La vie humaine est faite de contradictions parfois difficiles autant à expliquer qu’à résoudre. Mon rapport aux voyages en est l’illustration parfaite. J’aime l’idée du voyage; j’adore découvrir de nouveaux lieux; et je pense qu’un billet de train, de bateau ou d’avion constitue l’un des meilleurs moyens – parmi tant d’indignes – de dépenser les sous si durement gagnés et accumulés. Mais voilà; le plaisir que j’ai à être quelque part ne peut égaler que les réticences que j’éprouve à y aller. Bien sûr, les grands penseurs des siècles passés n’ont cessé de répéter que le chemin est tout aussi important que la destination; ceci ne prouve toutefois que le fait qu’ils n’ont pas connu l’aviation. Il est évident que tout déplacement n’est pas forcément désagréable – découvrir l’Europe en train ou les Etats-Unis en voiture est effectivement une expérience formidable à part entière – mais il y a peu de choses au monde qui me font moins envie que de passer une dizaine d’heures suspendu à dix mille mètres d’altitude dans une boîte de conserve volante, en avalant de la nourriture à peine digeste et en regardant des films inintéressants sur un petit écran qui fait mal aux yeux.

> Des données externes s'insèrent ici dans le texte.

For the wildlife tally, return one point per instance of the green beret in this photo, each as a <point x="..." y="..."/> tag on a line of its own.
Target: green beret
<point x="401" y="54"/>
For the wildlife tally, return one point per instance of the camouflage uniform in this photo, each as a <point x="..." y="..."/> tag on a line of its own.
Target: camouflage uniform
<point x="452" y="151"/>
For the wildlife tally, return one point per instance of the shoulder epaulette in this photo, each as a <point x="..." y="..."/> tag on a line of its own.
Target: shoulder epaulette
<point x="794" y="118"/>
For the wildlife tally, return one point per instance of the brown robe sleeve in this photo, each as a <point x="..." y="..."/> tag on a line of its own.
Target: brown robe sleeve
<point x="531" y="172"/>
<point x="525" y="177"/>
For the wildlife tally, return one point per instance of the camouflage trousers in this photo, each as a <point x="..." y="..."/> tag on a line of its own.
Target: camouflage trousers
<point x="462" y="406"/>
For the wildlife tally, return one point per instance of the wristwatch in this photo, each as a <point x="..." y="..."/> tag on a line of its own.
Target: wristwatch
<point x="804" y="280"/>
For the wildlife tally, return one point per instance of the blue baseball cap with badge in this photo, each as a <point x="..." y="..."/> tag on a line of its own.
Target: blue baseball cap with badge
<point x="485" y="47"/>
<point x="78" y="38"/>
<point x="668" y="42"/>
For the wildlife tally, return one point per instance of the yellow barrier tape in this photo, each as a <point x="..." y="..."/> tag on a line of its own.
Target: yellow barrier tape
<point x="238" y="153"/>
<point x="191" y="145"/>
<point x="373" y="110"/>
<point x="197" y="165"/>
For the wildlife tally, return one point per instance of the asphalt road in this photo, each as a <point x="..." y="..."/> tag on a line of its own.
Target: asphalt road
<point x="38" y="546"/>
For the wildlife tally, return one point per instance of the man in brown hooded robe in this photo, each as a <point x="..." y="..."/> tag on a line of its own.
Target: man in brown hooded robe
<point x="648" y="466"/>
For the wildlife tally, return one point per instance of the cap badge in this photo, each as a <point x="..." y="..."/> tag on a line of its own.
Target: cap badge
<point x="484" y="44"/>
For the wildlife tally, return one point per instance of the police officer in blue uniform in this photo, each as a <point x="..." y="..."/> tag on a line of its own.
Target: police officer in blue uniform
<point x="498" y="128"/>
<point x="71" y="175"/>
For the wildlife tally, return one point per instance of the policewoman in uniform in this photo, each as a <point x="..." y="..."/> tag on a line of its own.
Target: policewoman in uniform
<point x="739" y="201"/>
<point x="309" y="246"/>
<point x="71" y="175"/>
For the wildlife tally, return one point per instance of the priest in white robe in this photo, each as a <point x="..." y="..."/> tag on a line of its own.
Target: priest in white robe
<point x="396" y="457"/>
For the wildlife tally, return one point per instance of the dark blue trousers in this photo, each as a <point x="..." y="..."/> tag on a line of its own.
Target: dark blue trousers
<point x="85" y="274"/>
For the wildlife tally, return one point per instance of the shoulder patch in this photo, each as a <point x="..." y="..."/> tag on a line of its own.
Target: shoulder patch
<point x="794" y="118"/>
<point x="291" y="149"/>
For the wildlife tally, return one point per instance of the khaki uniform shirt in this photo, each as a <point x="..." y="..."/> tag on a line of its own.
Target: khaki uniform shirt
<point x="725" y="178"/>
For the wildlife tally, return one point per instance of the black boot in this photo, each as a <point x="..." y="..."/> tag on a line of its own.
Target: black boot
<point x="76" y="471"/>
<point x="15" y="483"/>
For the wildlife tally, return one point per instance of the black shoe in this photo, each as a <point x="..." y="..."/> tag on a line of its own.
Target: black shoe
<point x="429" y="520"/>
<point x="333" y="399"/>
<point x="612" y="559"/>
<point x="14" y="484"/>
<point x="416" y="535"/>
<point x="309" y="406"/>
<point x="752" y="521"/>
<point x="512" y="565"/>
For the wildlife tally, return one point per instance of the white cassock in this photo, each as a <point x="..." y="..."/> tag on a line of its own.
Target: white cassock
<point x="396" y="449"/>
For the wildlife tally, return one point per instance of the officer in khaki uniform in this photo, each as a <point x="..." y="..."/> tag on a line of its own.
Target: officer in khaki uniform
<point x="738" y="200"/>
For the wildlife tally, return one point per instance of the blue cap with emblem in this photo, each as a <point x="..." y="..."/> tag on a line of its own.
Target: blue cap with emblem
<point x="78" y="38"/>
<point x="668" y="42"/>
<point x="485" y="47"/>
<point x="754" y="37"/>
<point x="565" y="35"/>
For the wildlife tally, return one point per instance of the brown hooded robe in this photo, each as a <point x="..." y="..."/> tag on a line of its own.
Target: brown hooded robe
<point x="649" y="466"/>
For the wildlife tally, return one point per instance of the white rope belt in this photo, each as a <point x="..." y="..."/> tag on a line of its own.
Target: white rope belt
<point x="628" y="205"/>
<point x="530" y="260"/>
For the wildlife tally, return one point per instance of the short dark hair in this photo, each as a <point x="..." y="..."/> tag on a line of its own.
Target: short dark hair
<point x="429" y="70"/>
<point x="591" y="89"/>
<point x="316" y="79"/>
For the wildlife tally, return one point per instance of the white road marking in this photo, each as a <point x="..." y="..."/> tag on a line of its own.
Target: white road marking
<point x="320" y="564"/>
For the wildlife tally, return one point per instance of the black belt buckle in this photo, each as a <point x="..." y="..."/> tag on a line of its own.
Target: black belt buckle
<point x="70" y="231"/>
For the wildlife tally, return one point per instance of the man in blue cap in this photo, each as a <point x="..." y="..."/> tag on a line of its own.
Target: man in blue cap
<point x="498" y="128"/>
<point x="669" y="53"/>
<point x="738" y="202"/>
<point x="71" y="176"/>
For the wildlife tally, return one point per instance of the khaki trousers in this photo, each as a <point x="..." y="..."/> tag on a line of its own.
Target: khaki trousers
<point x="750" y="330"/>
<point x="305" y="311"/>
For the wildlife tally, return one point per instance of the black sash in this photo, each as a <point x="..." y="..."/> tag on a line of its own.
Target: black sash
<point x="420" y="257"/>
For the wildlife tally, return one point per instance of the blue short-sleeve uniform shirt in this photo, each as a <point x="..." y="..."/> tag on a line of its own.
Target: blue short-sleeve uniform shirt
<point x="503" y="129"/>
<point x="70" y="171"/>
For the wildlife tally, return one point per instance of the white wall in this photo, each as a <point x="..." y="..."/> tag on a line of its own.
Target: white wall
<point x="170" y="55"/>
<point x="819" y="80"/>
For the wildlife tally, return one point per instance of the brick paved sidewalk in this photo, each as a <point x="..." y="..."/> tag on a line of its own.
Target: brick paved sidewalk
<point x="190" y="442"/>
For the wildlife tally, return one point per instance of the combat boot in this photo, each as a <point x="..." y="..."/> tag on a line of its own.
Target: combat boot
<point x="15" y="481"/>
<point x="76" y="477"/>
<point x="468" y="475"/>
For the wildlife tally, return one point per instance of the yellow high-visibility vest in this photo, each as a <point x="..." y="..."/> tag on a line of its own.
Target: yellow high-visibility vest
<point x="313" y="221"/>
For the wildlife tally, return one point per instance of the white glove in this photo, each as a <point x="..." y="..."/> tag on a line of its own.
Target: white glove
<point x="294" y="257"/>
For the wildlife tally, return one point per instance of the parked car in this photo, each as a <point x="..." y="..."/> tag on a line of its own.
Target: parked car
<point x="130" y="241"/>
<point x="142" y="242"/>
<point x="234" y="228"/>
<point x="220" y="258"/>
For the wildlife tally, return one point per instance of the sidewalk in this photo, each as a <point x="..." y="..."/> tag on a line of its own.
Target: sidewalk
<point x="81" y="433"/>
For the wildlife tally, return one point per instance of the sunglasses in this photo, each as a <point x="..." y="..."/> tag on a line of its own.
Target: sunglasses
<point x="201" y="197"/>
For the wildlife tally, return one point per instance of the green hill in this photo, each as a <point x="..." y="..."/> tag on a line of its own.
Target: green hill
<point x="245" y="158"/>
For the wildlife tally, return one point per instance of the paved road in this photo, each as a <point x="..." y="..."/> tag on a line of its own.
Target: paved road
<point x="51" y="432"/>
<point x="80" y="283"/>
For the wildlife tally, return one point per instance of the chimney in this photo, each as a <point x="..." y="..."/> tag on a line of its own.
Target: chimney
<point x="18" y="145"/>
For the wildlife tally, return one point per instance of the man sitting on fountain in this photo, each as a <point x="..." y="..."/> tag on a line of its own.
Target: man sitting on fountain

Pour cette raison, j’ai décidé, à partir du moment où je savais que j’allais faire l’échange au Japon, de « rentabiliser » le voyage au maximum pour visiter d’autres destinations, plus facilement accessibles depuis l’archipel nippon que depuis l’Europe. Or, dans la liste de ces destinations, peu sont à la fois aussi alléchantes et difficiles d’accès que l’Australie et la Nouvelle-Zélande. Pour aller à Auckland depuis la Suisse, par exemple, comptez au moins deux changements de vol, une trentaine d’heures de route (dont une vingtaine en avion) et plusieurs milliers de francs. De quoi décourager même les plus motivés, Seigneur des Anneaux ou pas. Mais voilà, quand on est à Tokyo, la perspective change – littéralement – et l’Océanie ne se retrouve plus qu’à une dizaine d’heures de vol – oui, c’est une dizaine de trop, mais tout de même.

Pour réaliser ce genre d’opération commando, trois choses sont nécessaires. Tout d’abord, il est tout de même préférable d’avoir quelques sous de côté, surtout pour l’Australie qui s’est révélée être une vraie essoreuse à poches de touristes. Ainsi, j’ai alloué une ligne de budget à ce voyage dès le départ, plusieurs mois avant de quitter la Suisse – et ai donc composé avec cette contrainte en planifiant les autres activités. Ensuite, il vous faut vous organiser. Voulez-vous voir beaucoup de choses différentes en peu de temps, ou explorer une ou deux régions en profondeur? Les vacances de printemps durent deux mois à Waseda, ce qui veut dire que le temps ne sera pas un problème, mais l’argent le sera peut-être; de plus, vous aurez énormément à faire au Japon durant cette périodeégalement. Enfin, last mais clairement not least, il vous faut un ou plusieurs compagnons de route fiables et motivés. Comme on peut s’y attendre, les trouver n’est pas nécessairement chose facile; en allant au Japon, la plupart des gens pensent peut-être visiter Séoul mais pas Sydney… Pour ma part, j’ai fini par me mettre d’accord avec Juha, un Finlandais rencontré lors du voyage à Shirakawa (pour la millième fois – participez aux activités organisées!) et la machine s’est mise en route.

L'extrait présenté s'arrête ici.